Imagine if cameras were placed in every home in the country.

 They would undoubtedly capture some bad behaviours but they would not solve underlying problems.

 That needs a range of measures to address the causes.

 Putting cameras on boats to address discarding of non-target or undersized fish will not be an instant fix either. As a society we understand that it is far better to address the causes of difficult social problems than to simply monitor those undesirable outcomes; so too in fisheries. 

 Like every other fishing country, New Zealand is grappling with the challenge of managing discards, harvested fish and aquatic life that is returned to the sea.

 Visiting US academic Anastasia Telesetsky, attached to the Ministry for Primary Industries under a New Zealand Government fellowship in honour of eminent astrophysicist Sir Ian Axford, has ventured into these vexatious waters.

 She presented a research paper in Wellington this week titled: Fishing for the Future: Addressing Fisheries Discards and Increasing Export Value for New Zealand’s Sustainable Fisheries, that is a useful addition to a complex debate.

  “The discarding of fish is a major threat to the New Zealand fishing industry because of its potential to undermine the integrity of the quota management system if the discarding is not reported and factored into the cap set by the total allowable catch,”  Telesetsky wrote. She found that “overall, the trend of reducing actual numbers of discards from the New Zealand industry has been positive”.

   Her report said that in the deepwater fisheries, where the bulk of the total catch is made, the percentage of discards is “quite low”.

  “ The bycatch rate and discard rate for deepwater QMS species between 2008 and 2013 has been further reduced with vessels catching approximately 9.3 percent QMS bycatch but only discarding out of the total catch 1.1 percent of QMS species.”

  She attributed this marked decline to “a combination of better fisheries management plans, observer coverage and a change in the deepwater fishing culture.

  “This general trend is encouraging as reflected in a 2016 report released by MPI which found that the majority of stocks with known status were not overfished.”

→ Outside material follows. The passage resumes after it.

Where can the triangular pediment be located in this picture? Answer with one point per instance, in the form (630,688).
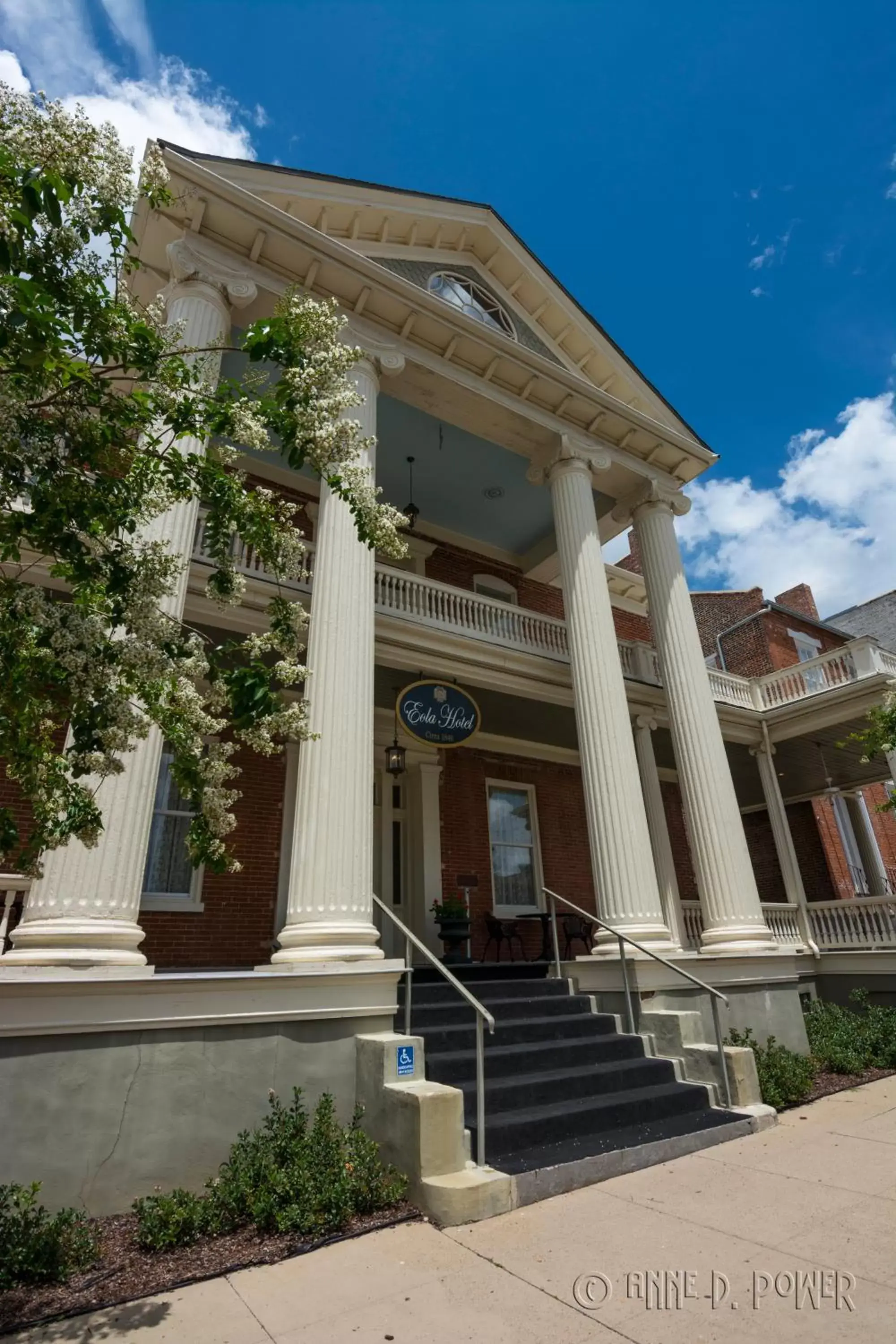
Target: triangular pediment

  Telesetsky noted discard practices did vary among fisheries and it was more of an issue in the inshore fishery.

  She said Auckland University’s catch reconstruction report for 1950-2010 (Simmons) concluded the actual catch might be 2.7 times that recorded “is disputed by international fisheries scientists, MPI fisheries managers and MPI fisheries scientists”.

   Discarding and dumping are negative practices in the public mind but what is not understood is that all undersized quota species are required by law to be returned to the sea. By doing so, fishermen are observing the law, not breaking it.

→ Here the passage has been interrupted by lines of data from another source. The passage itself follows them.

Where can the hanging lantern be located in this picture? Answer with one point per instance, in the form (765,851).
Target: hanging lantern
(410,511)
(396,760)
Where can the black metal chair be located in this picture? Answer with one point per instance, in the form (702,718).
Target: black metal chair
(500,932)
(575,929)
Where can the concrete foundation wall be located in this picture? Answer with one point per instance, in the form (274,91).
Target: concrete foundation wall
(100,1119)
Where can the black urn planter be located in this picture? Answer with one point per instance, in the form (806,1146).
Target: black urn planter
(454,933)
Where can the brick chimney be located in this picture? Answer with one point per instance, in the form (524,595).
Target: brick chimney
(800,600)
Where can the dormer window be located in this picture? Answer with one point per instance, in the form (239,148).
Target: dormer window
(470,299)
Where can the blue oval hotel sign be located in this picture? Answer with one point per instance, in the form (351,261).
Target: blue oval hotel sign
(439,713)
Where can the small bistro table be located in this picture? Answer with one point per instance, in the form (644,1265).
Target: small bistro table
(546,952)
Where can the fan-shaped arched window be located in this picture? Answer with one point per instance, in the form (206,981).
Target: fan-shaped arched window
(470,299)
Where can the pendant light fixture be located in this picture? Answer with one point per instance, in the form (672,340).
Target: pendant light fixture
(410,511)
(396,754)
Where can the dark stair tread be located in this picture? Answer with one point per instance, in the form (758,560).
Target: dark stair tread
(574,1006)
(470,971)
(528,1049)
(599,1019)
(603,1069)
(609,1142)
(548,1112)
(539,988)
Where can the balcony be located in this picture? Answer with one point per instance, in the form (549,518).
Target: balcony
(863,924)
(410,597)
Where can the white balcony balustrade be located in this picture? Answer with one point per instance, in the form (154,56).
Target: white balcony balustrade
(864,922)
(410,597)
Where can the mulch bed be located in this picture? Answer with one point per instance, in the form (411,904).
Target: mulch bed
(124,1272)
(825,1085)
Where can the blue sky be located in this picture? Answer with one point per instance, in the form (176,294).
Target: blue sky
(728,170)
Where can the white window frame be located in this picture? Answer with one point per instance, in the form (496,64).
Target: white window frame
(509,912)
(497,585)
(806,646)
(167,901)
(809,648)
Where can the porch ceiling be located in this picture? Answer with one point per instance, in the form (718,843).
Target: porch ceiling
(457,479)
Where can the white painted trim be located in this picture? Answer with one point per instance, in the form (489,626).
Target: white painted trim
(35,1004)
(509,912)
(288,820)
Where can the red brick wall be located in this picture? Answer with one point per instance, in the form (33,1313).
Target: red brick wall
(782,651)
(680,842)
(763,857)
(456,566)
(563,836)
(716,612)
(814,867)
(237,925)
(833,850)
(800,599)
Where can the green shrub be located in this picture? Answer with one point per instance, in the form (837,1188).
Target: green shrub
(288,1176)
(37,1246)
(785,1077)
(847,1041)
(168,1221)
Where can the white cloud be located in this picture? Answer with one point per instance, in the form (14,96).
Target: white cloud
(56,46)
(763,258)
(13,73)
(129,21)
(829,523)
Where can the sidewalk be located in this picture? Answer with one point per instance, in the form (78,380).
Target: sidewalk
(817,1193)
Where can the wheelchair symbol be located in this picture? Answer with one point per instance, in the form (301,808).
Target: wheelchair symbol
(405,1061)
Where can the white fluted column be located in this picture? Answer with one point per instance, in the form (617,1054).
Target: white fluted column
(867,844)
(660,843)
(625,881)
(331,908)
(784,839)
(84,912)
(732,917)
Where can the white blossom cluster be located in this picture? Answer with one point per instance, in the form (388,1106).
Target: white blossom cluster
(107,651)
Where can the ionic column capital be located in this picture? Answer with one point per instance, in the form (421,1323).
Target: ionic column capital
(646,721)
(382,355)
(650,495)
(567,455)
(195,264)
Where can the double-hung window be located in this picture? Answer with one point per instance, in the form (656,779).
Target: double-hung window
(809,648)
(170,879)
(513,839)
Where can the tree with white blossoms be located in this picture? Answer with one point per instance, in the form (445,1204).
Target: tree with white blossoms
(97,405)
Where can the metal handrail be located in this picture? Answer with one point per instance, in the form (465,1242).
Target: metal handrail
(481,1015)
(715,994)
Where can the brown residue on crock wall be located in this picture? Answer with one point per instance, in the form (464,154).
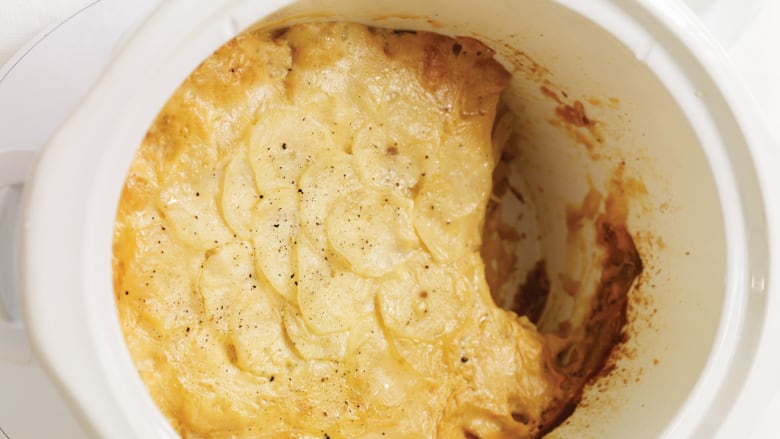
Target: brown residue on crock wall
(532,295)
(572,117)
(588,353)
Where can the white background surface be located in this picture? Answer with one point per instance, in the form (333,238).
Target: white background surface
(750,33)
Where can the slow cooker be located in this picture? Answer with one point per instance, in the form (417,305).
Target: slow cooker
(698,360)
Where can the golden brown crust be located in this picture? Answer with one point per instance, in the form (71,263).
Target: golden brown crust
(296,250)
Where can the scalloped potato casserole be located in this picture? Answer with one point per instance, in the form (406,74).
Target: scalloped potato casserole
(297,245)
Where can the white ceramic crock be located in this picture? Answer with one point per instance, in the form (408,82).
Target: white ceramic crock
(699,359)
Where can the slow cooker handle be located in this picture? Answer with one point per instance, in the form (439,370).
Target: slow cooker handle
(14,166)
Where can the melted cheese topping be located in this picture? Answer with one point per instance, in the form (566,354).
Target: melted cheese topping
(297,244)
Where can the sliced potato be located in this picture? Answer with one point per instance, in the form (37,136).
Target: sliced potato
(238,196)
(274,234)
(331,297)
(246,313)
(331,176)
(424,300)
(372,229)
(282,144)
(190,203)
(312,346)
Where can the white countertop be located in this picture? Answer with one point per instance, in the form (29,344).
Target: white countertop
(750,33)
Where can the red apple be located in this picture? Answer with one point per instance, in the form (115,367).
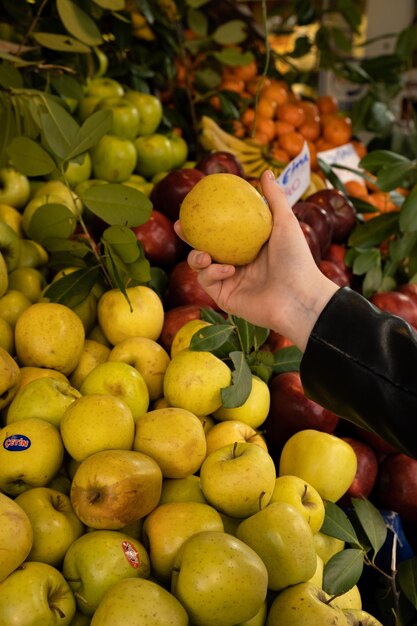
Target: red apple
(397,485)
(160,242)
(291,411)
(184,288)
(396,303)
(312,240)
(340,209)
(168,193)
(220,162)
(174,319)
(334,272)
(318,219)
(366,473)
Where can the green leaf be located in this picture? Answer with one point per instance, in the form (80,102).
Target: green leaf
(51,220)
(407,579)
(337,524)
(94,127)
(78,23)
(30,158)
(61,43)
(123,243)
(118,204)
(342,571)
(73,288)
(408,213)
(371,521)
(374,231)
(211,338)
(287,360)
(238,392)
(59,129)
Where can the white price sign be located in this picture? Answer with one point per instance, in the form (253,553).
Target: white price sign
(295,179)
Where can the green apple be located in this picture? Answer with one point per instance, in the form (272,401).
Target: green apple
(254,410)
(137,601)
(9,377)
(31,453)
(154,154)
(150,110)
(51,335)
(121,380)
(167,527)
(113,158)
(36,593)
(282,538)
(126,117)
(185,489)
(14,187)
(303,496)
(324,460)
(12,217)
(96,422)
(94,353)
(13,523)
(174,438)
(238,479)
(304,605)
(29,281)
(54,523)
(99,559)
(219,579)
(104,87)
(45,398)
(113,488)
(327,546)
(144,317)
(148,357)
(223,433)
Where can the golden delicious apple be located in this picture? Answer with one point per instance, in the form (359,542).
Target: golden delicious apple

  Those discards are factored into the Total Allowable Commercial Catch, they are not additional to it.

  What is illegal is discarding QMS species above any minimum legal size, a practice not condoned by the industry.

  The various incentives for this illegal discarding need to be addressed.

  Anastasia Telesetsky’s conclusion is that “to support both the objective of sustainable fisheries and the continuation of a commercial fishery in New Zealand, MPI must design a discard policy that reflects both the current realities of commercial fishing and the aspiration that all fish caught in New Zealand waters become part of an economic value chain.

  “Before electronic monitoring is implemented, MPI must make important decisions about how it intends to handle future discard incidents. Will New Zealand attempt to implement a full discard ban such as that in the European Union and risk potential bankruptcy of some portions of the fishing industry which cannot afford to land fish with low or no value. Or will New Zealand recognise some threshold of legal operational discarding that will not have cumulative impacts on marine resources? 

  “For the electronic monitoring system to be a success in enhancing data collection for fisheries management, MPI will need some degree of credible buy-in from the fishing community. This social policy aspect of implementing new technology should not be ignored in the rush to implement.

  “Since the introduction of the QMS, New Zealand’s fisheries management system has improved the abundance of many commercial stocks. Addressing the remaining data gaps associated with existing discard practices will further strengthen the fisheries management system.”

   There is, of course, another major gap in fisheries management, which is not addressed in the Telesetsky paper, and that is compulsory catch reporting in the recreational sector where fishing effort is increasing and discarding and high grading is common.